The objective of this systematic review of the literature is to identify risk factors and potential prevention strategies that may modify risk factors for injury in child and adolescent sport.


Seven electronic databases were searched to identify potentially relevant articles. A combination of Medical Subject Headings and text words were used (athletic injuries, sports injury, risk factors, adolescent, and child).


This review is based on epidemiological evidence in which the data are original, an exposure and outcome are objectively measured, and an attempt is made to create a comparison group. Forty-five studies were selected for this review.


The data summarized include study design, study population, exposures, outcomes, and results. Estimates of odds ratios or relative risks were calculated where study data were adequate to do so. The quality of evidence is based on internal validity, external validity, and causal association.

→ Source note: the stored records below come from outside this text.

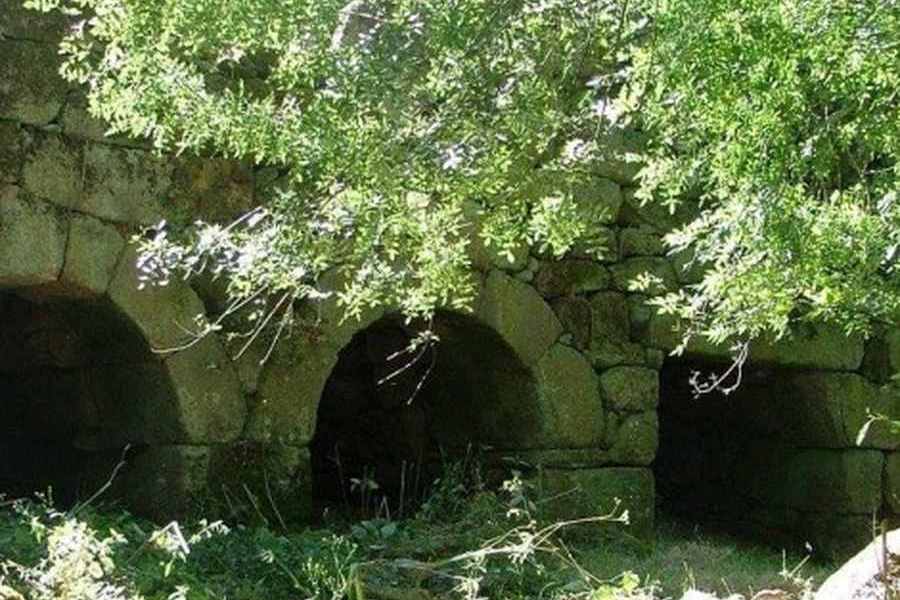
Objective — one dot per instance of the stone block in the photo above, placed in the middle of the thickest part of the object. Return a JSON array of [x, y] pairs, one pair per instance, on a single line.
[[819, 347], [567, 277], [636, 439], [128, 404], [829, 410], [31, 91], [211, 407], [32, 241], [518, 313], [822, 481], [278, 477], [585, 493], [13, 144], [570, 406], [882, 357], [92, 254], [163, 314], [892, 482], [640, 241], [576, 317], [124, 185], [288, 395], [616, 146], [632, 389], [836, 537], [19, 23], [53, 171]]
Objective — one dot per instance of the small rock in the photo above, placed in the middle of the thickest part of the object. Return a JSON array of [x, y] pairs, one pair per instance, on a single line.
[[859, 578]]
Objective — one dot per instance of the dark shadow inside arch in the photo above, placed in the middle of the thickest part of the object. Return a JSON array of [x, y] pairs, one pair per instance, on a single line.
[[75, 376], [718, 467], [394, 421]]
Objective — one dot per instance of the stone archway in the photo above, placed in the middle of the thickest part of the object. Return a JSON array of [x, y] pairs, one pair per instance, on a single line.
[[80, 372], [783, 459], [522, 389]]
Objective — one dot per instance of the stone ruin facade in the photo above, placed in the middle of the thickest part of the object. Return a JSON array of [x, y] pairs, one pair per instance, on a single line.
[[559, 367]]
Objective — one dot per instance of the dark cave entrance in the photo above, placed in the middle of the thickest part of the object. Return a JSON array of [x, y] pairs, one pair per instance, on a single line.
[[713, 447], [70, 371], [394, 418]]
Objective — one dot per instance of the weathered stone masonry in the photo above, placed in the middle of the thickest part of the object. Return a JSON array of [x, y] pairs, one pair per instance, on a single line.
[[201, 424]]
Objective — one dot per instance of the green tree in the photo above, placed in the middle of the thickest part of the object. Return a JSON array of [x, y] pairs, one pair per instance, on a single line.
[[388, 127], [390, 124], [780, 120]]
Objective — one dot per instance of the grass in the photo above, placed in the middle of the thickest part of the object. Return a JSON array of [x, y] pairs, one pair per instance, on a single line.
[[687, 556], [325, 563]]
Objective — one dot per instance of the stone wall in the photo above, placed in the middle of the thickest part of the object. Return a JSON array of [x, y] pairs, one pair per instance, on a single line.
[[71, 197]]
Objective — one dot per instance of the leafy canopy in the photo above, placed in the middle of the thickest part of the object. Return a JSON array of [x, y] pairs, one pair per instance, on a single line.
[[781, 120], [386, 127]]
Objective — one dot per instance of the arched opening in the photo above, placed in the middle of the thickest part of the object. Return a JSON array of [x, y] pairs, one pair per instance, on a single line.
[[391, 416], [702, 441], [75, 376], [777, 461]]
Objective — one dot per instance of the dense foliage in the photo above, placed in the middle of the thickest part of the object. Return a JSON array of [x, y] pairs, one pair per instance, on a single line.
[[386, 128], [782, 119]]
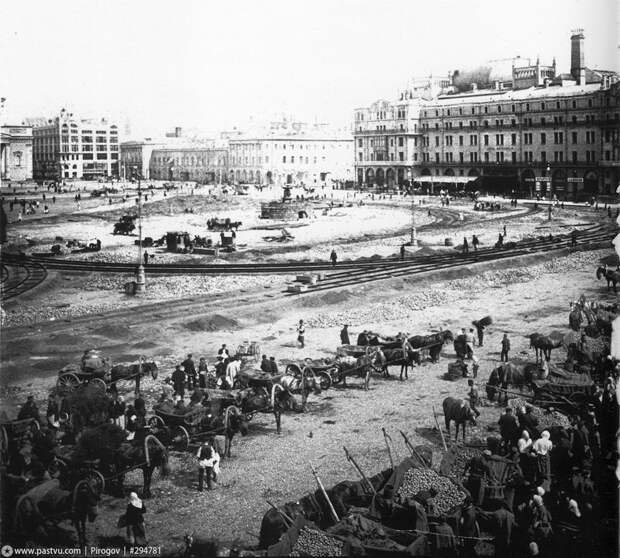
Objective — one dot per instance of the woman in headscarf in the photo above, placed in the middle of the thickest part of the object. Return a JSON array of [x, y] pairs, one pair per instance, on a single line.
[[543, 447], [136, 531]]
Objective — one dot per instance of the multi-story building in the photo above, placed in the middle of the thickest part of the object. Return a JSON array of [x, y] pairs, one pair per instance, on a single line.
[[539, 132], [68, 147], [16, 152], [290, 152], [202, 164], [136, 157]]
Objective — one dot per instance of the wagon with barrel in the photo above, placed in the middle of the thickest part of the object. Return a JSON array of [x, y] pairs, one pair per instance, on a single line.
[[566, 393], [248, 351], [96, 369], [15, 432], [213, 417]]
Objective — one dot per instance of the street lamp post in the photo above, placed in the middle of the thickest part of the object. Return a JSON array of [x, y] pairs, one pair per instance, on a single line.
[[414, 233], [140, 276]]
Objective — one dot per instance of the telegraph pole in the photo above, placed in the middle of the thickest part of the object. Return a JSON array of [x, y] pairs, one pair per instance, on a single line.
[[140, 276]]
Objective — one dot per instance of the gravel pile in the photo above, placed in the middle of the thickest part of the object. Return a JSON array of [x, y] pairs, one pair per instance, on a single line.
[[461, 458], [417, 480], [311, 542], [449, 291], [546, 419]]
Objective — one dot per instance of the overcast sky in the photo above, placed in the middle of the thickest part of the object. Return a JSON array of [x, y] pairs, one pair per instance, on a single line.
[[214, 64]]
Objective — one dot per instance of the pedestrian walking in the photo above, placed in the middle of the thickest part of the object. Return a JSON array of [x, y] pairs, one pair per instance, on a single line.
[[505, 348], [134, 518], [208, 463], [344, 335], [480, 331], [190, 371], [334, 258], [301, 333], [475, 242], [178, 380], [474, 397]]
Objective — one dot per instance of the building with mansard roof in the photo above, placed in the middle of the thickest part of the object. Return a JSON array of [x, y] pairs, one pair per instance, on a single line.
[[538, 132]]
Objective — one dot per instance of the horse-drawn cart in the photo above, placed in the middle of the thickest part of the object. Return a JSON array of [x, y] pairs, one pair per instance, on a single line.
[[199, 422], [95, 369], [15, 431]]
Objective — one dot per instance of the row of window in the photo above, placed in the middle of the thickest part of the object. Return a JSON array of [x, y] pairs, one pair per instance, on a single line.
[[528, 157], [301, 159]]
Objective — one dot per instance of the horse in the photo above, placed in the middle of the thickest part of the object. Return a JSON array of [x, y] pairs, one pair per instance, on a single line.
[[136, 371], [434, 342], [396, 357], [313, 507], [612, 277], [305, 384], [48, 502], [259, 400], [362, 365], [460, 412], [543, 344], [509, 374]]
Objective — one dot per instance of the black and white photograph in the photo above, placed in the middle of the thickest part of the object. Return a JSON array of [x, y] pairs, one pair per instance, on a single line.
[[310, 278]]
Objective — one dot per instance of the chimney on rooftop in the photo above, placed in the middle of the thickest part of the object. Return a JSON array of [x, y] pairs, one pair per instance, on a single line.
[[577, 64]]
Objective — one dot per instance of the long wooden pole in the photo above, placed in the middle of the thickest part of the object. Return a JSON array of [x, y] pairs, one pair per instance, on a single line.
[[329, 502], [285, 516], [385, 437], [443, 440], [359, 470], [413, 450]]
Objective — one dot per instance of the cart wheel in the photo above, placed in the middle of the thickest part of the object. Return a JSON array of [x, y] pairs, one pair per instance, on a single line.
[[68, 382], [578, 398], [4, 445], [293, 370], [96, 480], [99, 384], [180, 438], [195, 418], [57, 468], [325, 380], [156, 422]]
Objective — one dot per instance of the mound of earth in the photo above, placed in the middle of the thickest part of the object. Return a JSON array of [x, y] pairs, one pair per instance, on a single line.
[[216, 322]]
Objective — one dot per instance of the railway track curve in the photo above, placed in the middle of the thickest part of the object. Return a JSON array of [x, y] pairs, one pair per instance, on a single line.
[[19, 278]]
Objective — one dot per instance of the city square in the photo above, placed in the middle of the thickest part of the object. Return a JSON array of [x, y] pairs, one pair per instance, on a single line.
[[256, 338]]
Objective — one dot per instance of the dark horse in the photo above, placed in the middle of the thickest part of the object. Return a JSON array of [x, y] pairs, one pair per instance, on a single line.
[[543, 345], [434, 342], [509, 374], [612, 277], [48, 503], [394, 357], [259, 400], [133, 371], [460, 412]]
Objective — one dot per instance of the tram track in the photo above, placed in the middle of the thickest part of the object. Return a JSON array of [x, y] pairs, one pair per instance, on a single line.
[[33, 274], [340, 279]]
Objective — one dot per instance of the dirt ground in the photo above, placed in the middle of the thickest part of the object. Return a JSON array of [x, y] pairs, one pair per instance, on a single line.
[[265, 466]]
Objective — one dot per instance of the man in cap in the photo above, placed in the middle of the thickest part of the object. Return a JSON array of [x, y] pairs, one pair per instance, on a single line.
[[344, 335], [265, 366], [178, 380], [29, 410], [190, 371]]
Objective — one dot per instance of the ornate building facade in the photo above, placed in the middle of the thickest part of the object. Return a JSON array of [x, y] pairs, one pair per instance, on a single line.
[[16, 152], [537, 133], [69, 147]]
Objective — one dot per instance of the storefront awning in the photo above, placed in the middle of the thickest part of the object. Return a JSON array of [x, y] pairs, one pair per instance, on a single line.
[[445, 179]]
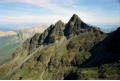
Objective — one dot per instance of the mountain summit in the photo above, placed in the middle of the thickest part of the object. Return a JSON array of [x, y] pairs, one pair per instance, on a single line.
[[65, 51]]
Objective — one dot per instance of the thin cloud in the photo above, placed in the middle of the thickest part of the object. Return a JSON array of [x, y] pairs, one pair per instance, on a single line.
[[64, 13]]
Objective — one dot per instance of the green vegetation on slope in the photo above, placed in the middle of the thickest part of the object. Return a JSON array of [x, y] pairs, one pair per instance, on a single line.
[[8, 46]]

There is some evidence that potentially modifiable risk factors including poor endurance, lack of preseason training, and some psychosocial factors are important risk factors for injury in child and adolescent sport. Concerns with study design, internal validity, and generalizability persist. The evidence is consistent, however, with more convincing evidence from adult population studies. The evidence for nonmodifiable risk factors for injury in adolescent sport (ie, age, sex, previous injury) is consistent among studies.


Sport participation and injury rates in child and adolescent sport are high. This review will assist in targeting the relevant groups and designing future research examining risk factors and prevention strategies in child and adolescent sport. Future clinical trials addressing modifiable risk factors to reduce the incidence of sports injury in this population are necessary.